The presence of a disturbed ionosphere can cause signal decorrelations in time, frequency, and space. This report is concerned with the impact of spatial decorrelations on the performance of an adaptive array used to null interfering sources and jammers. Attention is concentrated on the effect of spatial decorrelation between spaced broadbeam antenna elements rather than decorrelation across individual antenna apertures. While fully adaptive arrays are considered, more analysis and evaluation is carried out for the sidelobe canceller (SLC) configuration. Complex Gaussian channel fluctuations are assumed for the disturbed ionosphere. Three types of output SNR analyses are conducted: non-fading, fading with array time constants short enough to adapt to fading, and fading with array time constants too slow to adapt to fading.
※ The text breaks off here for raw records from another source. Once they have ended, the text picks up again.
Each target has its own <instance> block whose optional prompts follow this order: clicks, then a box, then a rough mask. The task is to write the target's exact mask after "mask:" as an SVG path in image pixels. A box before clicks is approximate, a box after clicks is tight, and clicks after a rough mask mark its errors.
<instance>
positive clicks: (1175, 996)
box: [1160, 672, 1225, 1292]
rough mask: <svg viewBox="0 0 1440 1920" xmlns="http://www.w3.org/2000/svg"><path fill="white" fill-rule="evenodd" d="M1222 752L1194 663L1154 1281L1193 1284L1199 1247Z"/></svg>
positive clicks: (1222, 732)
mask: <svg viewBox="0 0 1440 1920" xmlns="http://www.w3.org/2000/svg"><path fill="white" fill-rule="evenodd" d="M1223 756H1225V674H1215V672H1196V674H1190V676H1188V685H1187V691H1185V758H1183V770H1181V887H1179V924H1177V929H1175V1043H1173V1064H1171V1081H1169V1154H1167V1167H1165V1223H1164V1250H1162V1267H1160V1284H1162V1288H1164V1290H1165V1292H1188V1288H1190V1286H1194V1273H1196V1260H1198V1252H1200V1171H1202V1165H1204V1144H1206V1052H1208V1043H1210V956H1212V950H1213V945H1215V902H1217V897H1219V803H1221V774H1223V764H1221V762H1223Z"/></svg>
Most detailed analytical results are carried out for one or two antenna elements and slow fading time constants. However, some more general results on processing gain are obtained for a linear array of M SLC antennas and slow fading time constants where processing gain is defined here as the ratio of output SNR with the array functioning to achieve optimum performance to output SNR with no adaptive array. Curves and simple analytic expressions are given relating processing gain to a suitable decorrelation parameter. The latter, in turn, is related to the rms angle of arrival fluctuatiions. Error rate expressions are developed for coherent and incoherent FSK, PS K, and DPSK modems when used in conjunction with an SLC adaptive array.